Moreover, we don’t even know what all is in the massive bill. An alert watchdog group reports that a last-minute provision was secretly slipped into the bill nullifying an appeals court ruling ordering the U.S. Department of Agriculture to make public large quantities of data on how it administers billions of dollars in subsidies. Who knows what else is in there?

Urban and suburban lawmakers were not about to shower largesse on wealthy corporate farmers to make the package attractive. So two-thirds of the roughly $290 billion bill goes to fund popular nutrition programs — food stamps, emergency food aid, fresh fruits and vegetables for school children.

Of the three presidential candidates, John McCain flatly opposed the bill while Hillary Clinton and Barack Obama, who generally deride politics as usual, applauded this particularly shameless example of politics as usual.

President Bush, who caved on the 2002 farm bill, has decided to stick with his principles on this one and veto it for being bloated, wasteful and gimmick-ridden. All good reasons but it’s a little late in the game to start being principled.
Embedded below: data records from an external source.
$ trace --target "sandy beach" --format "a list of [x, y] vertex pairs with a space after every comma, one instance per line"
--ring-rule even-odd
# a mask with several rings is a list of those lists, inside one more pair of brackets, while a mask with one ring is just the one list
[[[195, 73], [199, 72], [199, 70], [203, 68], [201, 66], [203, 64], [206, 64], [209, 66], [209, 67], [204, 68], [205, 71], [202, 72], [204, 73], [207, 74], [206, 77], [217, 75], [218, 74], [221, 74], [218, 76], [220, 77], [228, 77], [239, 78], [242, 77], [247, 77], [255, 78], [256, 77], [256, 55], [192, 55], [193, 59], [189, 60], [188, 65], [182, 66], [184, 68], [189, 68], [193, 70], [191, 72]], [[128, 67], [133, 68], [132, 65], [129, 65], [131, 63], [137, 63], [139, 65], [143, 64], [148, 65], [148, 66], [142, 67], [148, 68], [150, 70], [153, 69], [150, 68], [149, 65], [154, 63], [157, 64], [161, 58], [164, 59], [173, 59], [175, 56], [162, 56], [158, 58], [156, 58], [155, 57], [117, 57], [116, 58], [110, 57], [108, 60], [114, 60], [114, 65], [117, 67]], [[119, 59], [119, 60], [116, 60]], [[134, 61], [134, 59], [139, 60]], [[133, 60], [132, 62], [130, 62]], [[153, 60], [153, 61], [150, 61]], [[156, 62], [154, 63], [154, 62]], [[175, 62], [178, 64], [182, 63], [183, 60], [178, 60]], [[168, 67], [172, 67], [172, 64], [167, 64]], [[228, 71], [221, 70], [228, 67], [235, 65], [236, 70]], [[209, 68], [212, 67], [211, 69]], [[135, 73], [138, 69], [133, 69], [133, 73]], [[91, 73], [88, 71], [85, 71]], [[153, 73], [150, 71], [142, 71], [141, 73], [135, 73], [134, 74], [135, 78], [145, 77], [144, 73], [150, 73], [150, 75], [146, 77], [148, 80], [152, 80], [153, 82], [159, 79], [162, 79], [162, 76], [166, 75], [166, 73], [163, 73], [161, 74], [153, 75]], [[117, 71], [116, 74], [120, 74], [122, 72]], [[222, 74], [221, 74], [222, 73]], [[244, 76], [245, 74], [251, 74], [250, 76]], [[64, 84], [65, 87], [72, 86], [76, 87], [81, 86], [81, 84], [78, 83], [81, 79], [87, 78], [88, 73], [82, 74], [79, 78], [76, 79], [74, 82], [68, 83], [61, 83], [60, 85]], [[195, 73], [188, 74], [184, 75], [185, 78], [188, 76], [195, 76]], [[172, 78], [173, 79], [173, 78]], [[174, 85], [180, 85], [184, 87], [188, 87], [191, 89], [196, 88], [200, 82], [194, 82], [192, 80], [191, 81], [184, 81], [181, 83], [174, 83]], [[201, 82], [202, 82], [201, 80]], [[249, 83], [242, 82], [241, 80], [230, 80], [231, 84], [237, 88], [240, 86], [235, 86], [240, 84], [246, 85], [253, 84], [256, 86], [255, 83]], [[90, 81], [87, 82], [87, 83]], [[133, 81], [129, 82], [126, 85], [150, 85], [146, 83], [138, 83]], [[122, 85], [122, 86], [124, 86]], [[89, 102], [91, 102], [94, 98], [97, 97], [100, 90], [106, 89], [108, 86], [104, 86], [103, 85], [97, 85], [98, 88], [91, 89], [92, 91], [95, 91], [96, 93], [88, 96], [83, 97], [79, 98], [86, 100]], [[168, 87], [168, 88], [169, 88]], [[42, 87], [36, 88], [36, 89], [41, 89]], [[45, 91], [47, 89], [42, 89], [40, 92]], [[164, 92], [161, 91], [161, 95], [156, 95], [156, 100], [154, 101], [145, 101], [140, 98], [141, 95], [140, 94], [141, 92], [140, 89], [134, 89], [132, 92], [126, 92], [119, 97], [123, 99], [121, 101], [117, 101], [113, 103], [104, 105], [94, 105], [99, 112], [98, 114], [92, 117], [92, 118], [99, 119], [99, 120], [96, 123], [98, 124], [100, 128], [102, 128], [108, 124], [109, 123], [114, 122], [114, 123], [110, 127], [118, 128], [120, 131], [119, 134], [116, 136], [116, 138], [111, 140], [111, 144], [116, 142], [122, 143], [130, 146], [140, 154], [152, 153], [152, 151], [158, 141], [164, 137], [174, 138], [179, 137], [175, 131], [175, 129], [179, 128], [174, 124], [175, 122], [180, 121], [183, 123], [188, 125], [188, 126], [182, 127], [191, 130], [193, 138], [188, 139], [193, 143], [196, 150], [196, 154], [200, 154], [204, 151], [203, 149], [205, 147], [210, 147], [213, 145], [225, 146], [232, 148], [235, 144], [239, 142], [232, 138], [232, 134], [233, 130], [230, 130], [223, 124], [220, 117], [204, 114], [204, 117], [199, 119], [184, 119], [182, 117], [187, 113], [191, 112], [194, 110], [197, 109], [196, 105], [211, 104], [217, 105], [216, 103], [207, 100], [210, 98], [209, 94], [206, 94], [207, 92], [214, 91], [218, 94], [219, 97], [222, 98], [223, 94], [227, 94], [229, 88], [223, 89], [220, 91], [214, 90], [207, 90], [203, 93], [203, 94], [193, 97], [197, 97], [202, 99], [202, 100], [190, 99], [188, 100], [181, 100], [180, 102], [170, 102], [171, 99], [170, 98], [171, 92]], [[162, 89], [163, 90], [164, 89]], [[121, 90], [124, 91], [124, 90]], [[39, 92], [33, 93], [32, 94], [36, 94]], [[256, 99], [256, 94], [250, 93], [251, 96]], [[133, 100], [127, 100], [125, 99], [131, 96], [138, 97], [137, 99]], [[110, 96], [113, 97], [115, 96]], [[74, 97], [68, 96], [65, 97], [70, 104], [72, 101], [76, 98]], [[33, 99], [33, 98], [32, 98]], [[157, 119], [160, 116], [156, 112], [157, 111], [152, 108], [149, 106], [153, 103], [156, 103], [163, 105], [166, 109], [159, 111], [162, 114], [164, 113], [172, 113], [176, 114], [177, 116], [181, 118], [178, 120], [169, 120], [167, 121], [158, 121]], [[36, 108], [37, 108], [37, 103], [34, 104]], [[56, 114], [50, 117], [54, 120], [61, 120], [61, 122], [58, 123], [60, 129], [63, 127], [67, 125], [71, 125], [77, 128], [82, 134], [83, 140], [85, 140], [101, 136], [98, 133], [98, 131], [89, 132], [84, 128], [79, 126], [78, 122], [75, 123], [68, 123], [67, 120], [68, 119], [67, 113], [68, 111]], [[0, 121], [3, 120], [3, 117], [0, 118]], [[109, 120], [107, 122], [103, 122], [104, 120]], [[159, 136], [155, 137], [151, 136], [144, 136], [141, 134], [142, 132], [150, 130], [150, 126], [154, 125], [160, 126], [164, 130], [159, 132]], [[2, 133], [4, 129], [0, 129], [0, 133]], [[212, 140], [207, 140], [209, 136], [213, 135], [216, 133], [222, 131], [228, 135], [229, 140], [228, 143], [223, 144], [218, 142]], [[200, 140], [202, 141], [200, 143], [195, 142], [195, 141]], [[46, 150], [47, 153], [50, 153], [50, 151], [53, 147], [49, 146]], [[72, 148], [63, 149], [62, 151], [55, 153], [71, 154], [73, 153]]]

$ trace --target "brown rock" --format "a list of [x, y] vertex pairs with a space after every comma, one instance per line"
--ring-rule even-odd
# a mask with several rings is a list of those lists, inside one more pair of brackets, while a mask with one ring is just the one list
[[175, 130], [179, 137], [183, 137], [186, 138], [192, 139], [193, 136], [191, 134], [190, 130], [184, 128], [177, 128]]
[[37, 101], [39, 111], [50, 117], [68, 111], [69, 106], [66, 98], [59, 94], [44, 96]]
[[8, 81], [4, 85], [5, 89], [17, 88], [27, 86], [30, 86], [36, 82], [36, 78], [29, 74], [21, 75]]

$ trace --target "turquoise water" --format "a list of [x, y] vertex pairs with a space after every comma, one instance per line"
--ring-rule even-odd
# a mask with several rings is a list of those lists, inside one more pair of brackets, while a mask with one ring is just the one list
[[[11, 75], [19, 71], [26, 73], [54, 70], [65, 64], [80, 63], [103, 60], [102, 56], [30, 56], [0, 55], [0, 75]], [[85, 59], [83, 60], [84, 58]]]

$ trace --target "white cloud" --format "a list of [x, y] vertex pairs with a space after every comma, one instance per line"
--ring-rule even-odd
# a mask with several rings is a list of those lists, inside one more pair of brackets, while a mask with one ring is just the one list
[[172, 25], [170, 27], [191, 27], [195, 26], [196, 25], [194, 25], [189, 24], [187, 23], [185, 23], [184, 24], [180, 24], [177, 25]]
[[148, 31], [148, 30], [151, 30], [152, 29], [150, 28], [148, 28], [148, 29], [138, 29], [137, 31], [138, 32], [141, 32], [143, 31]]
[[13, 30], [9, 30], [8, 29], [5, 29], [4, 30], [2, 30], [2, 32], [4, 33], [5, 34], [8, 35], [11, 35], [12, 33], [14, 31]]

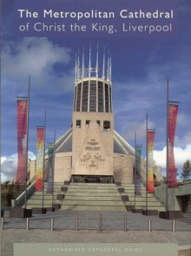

Better late than never, though.

Bush has opposed the bill all along, instead favoring a one-year extension of the old bill that would hand the problem to his successor, but he is up against a mass defection of his own Republicans.

The bill passed by convincingly veto-proof margins, 318 to 106 in the House with 100 Republicans in the affirmative and 81 to 15 in the Senate with 35 Republicans voting aye.

Considering the margins against him, President Bush’s veto may be only a symbolic gesture but one had should make anyway.